El resultado inesperado, la victoria de la selección ecuatoriana, ha generado una nueva interrogante legal y comercial: ¿qué ocurre cuando estas promociones, formuladas como “bromas” o dinámicas de engagement, se cumplen en la realidad?
De acuerdo con especialistas en derecho del consumidor, este tipo de publicaciones pueden adquirir carácter vinculante. Es decir, una vez que la condición establecida se cumple, la oferta se convierte en una obligación exigible por parte del consumidor. Su incumplimiento podría ser considerado publicidad engañosa, sancionada en el Ecuador con multas que van desde los USD 1.000 hasta USD 4.000, conforme al artículo 72 de la Ley Orgánica de Defensa del Consumidor.
El fenómeno abre además un debate sobre el uso de tendencias virales como herramienta de marketing sin sustento jurídico claro, especialmente en entornos digitales donde las marcas buscan alto alcance sin prever consecuencias legales.
En caso de incumplimiento, se recomienda a los consumidores recopilar evidencia como capturas de pantalla, publicaciones o piezas gráficas donde consten las condiciones de la promoción, y acudir a la Defensoría del Pueblo, entidad competente para este tipo de reclamos.

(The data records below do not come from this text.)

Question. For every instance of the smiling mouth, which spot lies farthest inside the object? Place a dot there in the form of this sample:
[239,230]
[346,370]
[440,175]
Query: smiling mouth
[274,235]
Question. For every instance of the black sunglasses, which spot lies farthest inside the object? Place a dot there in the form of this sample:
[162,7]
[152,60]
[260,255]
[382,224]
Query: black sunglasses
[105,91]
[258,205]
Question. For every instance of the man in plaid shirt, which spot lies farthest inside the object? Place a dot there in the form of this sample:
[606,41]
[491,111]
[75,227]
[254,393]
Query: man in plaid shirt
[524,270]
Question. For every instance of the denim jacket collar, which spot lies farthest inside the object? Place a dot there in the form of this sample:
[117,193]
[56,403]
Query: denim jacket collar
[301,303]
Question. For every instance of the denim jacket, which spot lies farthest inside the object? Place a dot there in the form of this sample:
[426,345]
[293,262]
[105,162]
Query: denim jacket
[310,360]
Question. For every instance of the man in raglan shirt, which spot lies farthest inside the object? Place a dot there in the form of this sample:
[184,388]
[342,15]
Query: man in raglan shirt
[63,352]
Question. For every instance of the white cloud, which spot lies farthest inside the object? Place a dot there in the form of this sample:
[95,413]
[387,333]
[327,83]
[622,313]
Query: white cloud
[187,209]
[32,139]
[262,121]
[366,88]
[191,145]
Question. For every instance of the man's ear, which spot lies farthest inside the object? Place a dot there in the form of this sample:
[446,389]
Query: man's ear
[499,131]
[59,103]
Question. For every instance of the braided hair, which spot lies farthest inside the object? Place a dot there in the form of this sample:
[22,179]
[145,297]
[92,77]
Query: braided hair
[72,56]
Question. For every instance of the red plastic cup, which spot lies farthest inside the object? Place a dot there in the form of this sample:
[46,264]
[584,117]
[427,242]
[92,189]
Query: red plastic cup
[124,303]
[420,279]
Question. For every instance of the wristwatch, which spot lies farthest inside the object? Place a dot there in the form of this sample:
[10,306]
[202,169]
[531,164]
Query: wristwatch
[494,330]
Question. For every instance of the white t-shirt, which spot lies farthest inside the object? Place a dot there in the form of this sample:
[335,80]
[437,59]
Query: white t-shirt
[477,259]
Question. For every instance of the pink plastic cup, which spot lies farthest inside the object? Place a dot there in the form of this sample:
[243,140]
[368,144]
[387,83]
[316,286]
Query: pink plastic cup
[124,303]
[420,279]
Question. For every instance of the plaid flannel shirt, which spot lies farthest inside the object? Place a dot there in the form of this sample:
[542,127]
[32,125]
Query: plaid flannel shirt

Se advierte que la “jocosidad” o el carácter viral de una publicación no exime a las empresas de su responsabilidad legal. Las promociones en redes sociales, cuando establecen condiciones claras, pueden generar obligaciones reales, y su incumplimiento puede afectar no solo la reputación de la marca, sino también derivar en sanciones legales bajo la normativa vigente.
Finalmente, desde una perspectiva jurídica preventiva, este tipo de situaciones representa una oportunidad para fortalecer la cultura de cumplimiento normativo dentro del marketing digital. Una adecuada estructuración legal de las promociones, acompañada de términos y condiciones claros y verificables, permite a las empresas aprovechar tendencias virales sin exponerse a contingencias legales. En este sentido, la asesoría oportuna en materia de derecho del consumidor no solo mitiga riesgos, sino que también contribuye a consolidar relaciones de confianza entre proveedores y consumidores en entornos digitales cada vez más dinámicos.